Welche konkreten Ziele setzt sich Volkswagen in China unter Ihrer Leitung?

„Generelles Ziel ist es, unsere bestehende Position als Marktführer in China auch in Zukunft weiter zu festigen und auszubauen. Unser Fokus liegt auf den bereits identifizierten strategischen Handlungsfeldern wirtschaftliches Wachstum, dem Einsatz innovativer, umweltfreundlicher Technologien in Fahrzeugen und Produktion sowie die Qualifikation und Beschäftigungssicherung unserer Mitarbeiter.“

Was bedeutet das für die Belegschaftsstrukturen in China?

„Im Sinne der Zielverfolgung unserer „Konzernstrategie 2018″ wollen wir auch in China der Top-Arbeitgeber sein. Dazu gehört, dass wir unsere Mitarbeiter in allen Fachbereichen und auf allen Hierarchie-Ebenen systematisch qualifizieren und deren Know-how Bildung weiterführen. Ein wichtiger Baustein dabei ist der Transfer unseres erfolgreichen deutschen dualen Ausbildungssystems auch nach China.“

Was beinhaltet die Strategie „China 2018“ genau?

Die Strategie „China 2018“ basiert auf den vier Themenfeldern Kunde, Produkt, Produktion und sozialer Verantwortung. Gerade die chinesischen Verbraucher setzen zunehmend Trends in der globalen Autoindustrie. Ihre Wünsche beispielsweise in der Gestaltung von Händlerbetrieben frühzeitig zu erkennen, ist eine Kernaufgabe.

Auf der Produktseite können wir mit unserem breiten Markenportfolio auf die immer vielfältiger werdenden Anforderungen des chinesischen Marktes sehr differenziert eingehen. Innovative, umweltfreundliche Fahrzeuge in höchster Qualität und Zuverlässigkeit unter Nutzung der Baukastensystematik des Konzerns stehen hier im Fokus.

Auch in der Produktion führen wir innovative umweltfreundliche Technologien ein und steigern die Ressourcen-Effizienz. Der Aufbau eines neuen Werkes im Westen Chinas, in Urumqi, ist wiederum eine Pionierleistung in der chinesischen Automobilindustrie.

Volkswagen nimmt seine Verantwortung in der chinesischen Gesellschaft wahr. Wir sorgen für sichere Arbeitsplätze, für die Qualifizierung unserer Beschäftigten und engagieren uns auch in sozialen Projekten.“

Und wie wollen Sie die Belegschaft in China langfristig binden?

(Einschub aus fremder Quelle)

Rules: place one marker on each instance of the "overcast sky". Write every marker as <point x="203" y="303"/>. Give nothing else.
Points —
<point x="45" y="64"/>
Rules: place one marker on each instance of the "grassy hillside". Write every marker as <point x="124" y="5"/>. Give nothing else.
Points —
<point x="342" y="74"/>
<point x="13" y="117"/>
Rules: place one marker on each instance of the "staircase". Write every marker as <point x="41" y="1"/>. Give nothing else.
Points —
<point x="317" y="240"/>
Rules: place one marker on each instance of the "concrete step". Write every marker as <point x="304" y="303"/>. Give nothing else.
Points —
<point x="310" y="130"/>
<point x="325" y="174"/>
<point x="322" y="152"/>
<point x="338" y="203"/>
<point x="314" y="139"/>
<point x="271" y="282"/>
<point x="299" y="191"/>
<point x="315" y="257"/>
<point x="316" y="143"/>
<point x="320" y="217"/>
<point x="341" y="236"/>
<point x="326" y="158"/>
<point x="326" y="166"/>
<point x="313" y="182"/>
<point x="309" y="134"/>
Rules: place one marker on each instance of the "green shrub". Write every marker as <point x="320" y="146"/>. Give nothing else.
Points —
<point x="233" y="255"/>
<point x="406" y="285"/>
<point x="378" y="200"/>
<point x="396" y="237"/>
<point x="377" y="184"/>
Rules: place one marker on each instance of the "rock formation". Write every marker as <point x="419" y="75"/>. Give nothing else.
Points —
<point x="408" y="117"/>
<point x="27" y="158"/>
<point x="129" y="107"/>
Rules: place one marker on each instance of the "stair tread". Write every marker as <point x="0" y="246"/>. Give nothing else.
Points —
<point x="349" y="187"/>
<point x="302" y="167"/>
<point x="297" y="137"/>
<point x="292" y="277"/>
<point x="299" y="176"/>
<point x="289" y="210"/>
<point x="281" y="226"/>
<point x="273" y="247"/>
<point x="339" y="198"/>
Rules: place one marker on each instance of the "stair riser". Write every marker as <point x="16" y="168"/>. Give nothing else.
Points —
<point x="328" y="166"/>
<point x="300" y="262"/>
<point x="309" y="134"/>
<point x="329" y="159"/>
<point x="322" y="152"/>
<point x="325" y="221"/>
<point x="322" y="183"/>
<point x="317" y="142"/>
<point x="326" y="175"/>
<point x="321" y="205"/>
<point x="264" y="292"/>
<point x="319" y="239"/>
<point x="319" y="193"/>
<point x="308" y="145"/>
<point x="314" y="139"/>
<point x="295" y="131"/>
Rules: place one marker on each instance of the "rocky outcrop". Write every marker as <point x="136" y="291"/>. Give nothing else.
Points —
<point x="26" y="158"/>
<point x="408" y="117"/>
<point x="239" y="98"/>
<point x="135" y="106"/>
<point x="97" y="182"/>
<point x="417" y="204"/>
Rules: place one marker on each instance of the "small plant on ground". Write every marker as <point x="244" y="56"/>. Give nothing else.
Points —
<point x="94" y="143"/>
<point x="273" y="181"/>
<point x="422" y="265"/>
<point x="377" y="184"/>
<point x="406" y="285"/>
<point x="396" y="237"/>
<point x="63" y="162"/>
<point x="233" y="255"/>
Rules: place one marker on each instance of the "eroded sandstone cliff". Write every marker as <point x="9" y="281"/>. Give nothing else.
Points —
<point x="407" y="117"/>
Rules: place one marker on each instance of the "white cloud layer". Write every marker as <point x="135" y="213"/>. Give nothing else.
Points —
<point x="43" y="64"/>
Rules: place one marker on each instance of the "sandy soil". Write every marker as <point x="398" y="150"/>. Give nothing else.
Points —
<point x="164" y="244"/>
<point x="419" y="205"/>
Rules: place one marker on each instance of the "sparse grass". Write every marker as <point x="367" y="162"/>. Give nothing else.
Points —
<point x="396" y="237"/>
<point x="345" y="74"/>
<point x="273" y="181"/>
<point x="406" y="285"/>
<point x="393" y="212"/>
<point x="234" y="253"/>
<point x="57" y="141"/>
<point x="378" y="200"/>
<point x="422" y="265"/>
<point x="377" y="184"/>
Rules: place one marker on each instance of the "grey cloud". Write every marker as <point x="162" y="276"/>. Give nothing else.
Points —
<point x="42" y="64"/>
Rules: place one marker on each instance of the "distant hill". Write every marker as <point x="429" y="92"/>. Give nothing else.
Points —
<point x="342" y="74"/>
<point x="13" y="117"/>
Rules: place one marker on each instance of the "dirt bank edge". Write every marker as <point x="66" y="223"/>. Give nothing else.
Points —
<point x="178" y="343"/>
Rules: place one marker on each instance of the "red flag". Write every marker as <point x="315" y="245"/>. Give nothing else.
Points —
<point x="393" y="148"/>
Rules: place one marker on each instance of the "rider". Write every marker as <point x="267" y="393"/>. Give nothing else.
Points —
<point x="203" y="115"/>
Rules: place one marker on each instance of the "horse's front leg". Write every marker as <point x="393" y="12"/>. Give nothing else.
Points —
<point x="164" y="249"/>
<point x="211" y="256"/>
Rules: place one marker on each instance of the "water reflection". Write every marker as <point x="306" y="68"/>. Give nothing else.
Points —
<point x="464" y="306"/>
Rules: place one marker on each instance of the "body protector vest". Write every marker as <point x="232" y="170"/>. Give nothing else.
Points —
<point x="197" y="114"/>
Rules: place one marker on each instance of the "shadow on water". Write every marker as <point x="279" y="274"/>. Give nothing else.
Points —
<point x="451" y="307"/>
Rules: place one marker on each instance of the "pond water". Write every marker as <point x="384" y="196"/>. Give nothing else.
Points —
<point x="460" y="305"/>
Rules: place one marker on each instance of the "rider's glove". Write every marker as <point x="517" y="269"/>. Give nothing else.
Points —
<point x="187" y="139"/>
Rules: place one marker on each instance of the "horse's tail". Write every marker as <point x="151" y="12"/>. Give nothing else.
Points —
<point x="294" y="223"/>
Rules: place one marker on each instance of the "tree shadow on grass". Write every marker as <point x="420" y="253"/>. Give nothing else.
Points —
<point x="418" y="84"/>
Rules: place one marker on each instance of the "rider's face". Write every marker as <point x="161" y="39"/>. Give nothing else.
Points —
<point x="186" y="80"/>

„Wir haben langjährige erfolgreiche Partnerschaften mit FAW im Norden und der SAIC im Süden Chinas. Aus diesen Partnerschaften heraus sind wir in China zum erfolgreichsten und größten Automobilkonzern geworden. Diese etablierten Prozesse sind die Basis für die gemeinsame Zukunft. Es gilt, die Zusammenarbeit weiter zu verstärken. Wir wollen, dass unsere Mitarbeiter in China an einem sicheren und attraktiven Arbeitsplatz zufrieden sind. Dazu machen wir, so wie Sie es auch aus Deutschland kennen, Mitarbeiterumfragen mit dem Stimmungsbarometer. Die Beteiligungsquote gerade in China ist außerordentlich hoch. Das Niveau ist sowohl von der Beteiligung, als auch vom Index her höher als in Europa. Und überall gibt es Dinge, die man verbessern kann.“

Sehen Sie sich persönlich gut gerüstet für die neuen Aufgaben in China?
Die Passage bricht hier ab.